RMQ federation exchange remains down after upgrade or cert rotation (during "Apply Change")
search cancel

RMQ federation exchange remains down after upgrade or cert rotation (during "Apply Change")

book

Article ID: 293247

calendar_today

Updated On:

Products

VMware RabbitMQ

Issue/Introduction

"Federation" queue remains down once RMQ servers go down during Apply Change for version upgrade or leaf cert rotation. The current tile version is 1.19 RMQ version 3.8.3 but it may also occur on other versions, where federation exchange-queue is in place.

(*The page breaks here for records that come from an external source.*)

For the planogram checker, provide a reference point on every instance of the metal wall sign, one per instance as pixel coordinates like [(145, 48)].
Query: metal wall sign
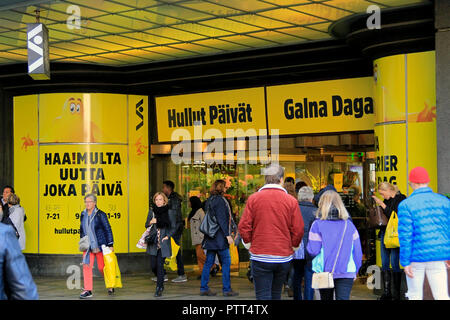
[(38, 55)]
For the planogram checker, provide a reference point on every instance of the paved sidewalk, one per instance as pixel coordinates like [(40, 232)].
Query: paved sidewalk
[(141, 287)]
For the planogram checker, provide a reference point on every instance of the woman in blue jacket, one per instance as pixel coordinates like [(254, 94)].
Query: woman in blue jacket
[(94, 223)]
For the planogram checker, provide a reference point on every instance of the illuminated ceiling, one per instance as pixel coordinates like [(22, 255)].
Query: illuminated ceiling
[(129, 32)]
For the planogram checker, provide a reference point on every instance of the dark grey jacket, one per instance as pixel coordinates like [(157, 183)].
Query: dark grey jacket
[(16, 282), (166, 247)]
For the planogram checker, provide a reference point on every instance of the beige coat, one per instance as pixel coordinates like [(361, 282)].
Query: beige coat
[(195, 222)]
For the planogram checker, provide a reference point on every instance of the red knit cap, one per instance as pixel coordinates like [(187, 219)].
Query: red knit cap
[(419, 175)]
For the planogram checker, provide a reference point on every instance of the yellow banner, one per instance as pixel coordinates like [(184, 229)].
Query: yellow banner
[(241, 110), (67, 174), (99, 146), (82, 117), (318, 107)]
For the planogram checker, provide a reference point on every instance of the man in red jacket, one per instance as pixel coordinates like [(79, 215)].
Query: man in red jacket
[(272, 228)]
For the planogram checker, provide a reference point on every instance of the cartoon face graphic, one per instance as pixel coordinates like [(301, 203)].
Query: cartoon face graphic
[(75, 105)]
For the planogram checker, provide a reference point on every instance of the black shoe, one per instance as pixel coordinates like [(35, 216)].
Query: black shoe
[(158, 292), (230, 294), (208, 293), (386, 286), (86, 294)]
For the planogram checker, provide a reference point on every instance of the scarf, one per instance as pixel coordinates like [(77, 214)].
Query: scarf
[(162, 216), (89, 229)]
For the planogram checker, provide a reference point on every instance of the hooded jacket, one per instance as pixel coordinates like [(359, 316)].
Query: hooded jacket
[(424, 227), (324, 240)]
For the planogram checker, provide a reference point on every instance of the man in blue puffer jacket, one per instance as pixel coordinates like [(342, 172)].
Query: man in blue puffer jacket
[(424, 235)]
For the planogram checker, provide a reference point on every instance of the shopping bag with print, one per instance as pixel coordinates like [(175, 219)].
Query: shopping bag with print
[(172, 261), (234, 254), (111, 271), (391, 236)]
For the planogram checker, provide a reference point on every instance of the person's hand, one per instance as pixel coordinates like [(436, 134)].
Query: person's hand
[(409, 272)]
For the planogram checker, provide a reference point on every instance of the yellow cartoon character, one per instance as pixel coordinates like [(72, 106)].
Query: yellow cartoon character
[(74, 124)]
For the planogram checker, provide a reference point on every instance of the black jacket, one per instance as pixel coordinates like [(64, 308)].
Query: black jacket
[(220, 209), (16, 282)]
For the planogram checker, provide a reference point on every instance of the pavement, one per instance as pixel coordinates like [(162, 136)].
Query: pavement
[(141, 287)]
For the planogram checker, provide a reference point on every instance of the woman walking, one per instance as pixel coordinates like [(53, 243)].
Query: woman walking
[(335, 244), (160, 248), (17, 217), (220, 243), (389, 257), (94, 224), (195, 218)]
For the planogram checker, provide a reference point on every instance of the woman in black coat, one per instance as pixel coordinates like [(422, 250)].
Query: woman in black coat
[(158, 218), (218, 206), (392, 198)]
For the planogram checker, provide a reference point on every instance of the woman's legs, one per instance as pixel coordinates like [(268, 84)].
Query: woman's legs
[(210, 255)]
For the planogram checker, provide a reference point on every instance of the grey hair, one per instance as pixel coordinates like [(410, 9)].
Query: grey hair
[(92, 196), (305, 194), (273, 173)]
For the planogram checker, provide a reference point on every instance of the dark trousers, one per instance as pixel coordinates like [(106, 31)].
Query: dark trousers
[(269, 278), (158, 268), (342, 290), (302, 271)]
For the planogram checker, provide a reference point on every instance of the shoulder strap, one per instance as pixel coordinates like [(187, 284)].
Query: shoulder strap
[(340, 245)]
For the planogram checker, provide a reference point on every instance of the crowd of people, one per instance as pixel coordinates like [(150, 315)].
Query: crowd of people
[(290, 233)]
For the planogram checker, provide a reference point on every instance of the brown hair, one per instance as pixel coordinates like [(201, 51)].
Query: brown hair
[(166, 200), (218, 187)]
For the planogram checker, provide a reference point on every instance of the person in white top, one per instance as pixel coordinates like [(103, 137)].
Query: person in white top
[(17, 216)]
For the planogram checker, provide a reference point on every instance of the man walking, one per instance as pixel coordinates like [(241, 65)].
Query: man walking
[(424, 235), (177, 219), (272, 226)]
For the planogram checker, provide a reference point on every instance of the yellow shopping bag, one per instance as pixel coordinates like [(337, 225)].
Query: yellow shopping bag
[(172, 261), (111, 271), (391, 236), (234, 254)]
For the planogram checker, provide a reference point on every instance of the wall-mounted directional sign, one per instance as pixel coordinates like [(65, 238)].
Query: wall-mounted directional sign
[(38, 55)]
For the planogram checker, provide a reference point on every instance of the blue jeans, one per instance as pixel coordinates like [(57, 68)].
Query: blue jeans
[(224, 256), (389, 256), (302, 269), (269, 278), (342, 290)]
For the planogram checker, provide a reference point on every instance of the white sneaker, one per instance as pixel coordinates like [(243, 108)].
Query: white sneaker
[(165, 278)]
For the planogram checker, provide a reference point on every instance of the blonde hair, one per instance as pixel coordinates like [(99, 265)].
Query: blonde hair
[(166, 200), (386, 186), (327, 199)]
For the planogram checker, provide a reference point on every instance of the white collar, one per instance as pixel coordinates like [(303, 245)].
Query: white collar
[(272, 186)]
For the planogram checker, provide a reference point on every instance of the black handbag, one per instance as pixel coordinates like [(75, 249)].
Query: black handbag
[(209, 225)]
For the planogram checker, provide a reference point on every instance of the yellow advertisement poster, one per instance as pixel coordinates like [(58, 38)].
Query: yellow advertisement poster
[(97, 144), (82, 117), (318, 107), (26, 159), (242, 110), (67, 174), (390, 150), (138, 168)]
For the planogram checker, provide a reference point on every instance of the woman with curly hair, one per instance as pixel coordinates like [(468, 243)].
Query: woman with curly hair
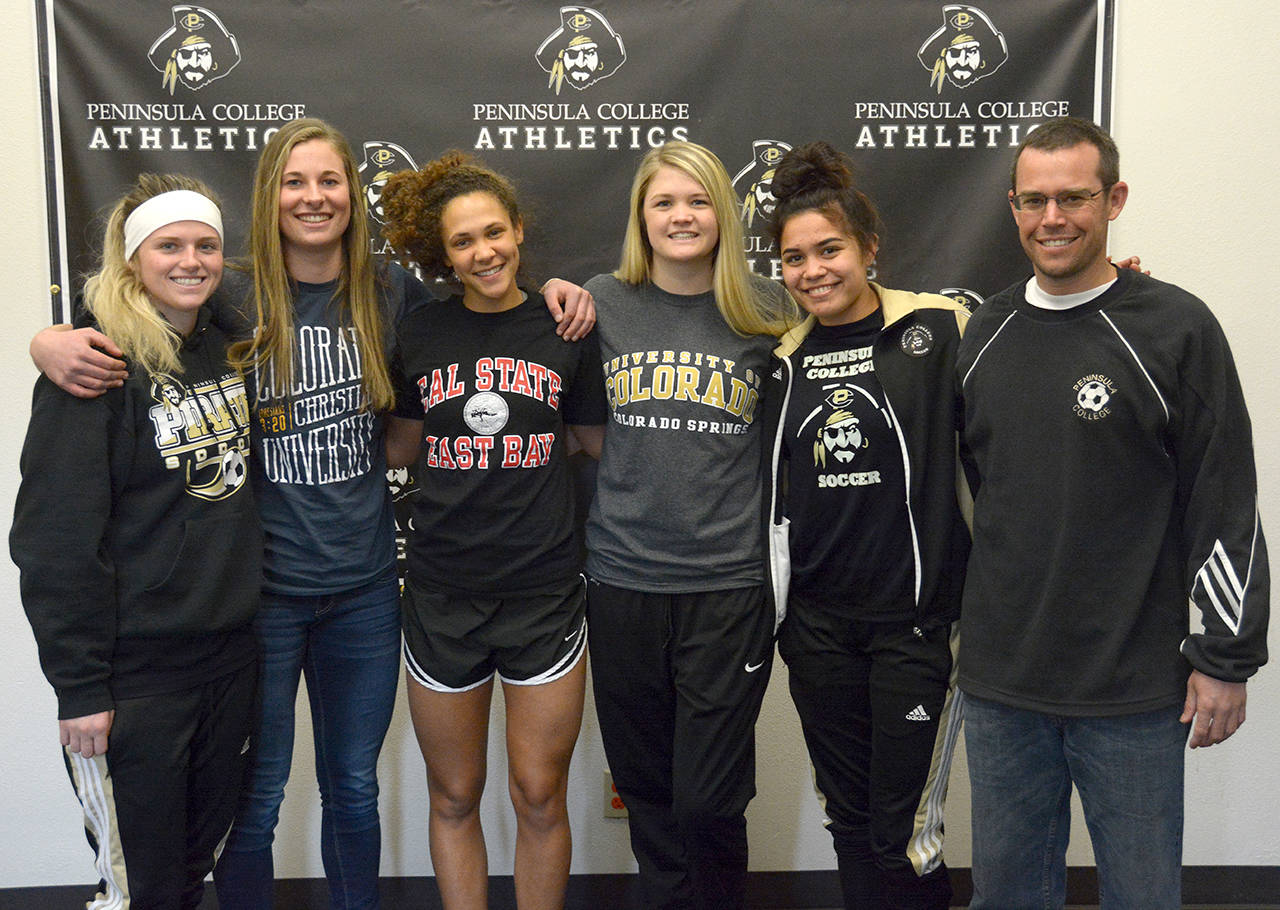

We found out federation queue was missing and that's why federation is suspended while the servers have properly started up. To solve the issue, we had to delete the exchange manually and try to recreate it.

In addition, I should mention that federation in only one of two exchanges was suspended every time we faced this issue.

This article will answer the following questions:

1. What is the root cause for federation not resuming automatically after RMQ update?
2. Why is it that the federation in only one exchange remains down?

Environment

Product Version: 1.19

Resolution

This issue is explained in the following file: https://github.com/rabbitmq/rabbitmq-federation/issues/111


Problem

When the federation needs to move to another node, it is using a different key. This causes the crash and the way to recover is to recreate the federation or upgrade to RMQ 3.8.6.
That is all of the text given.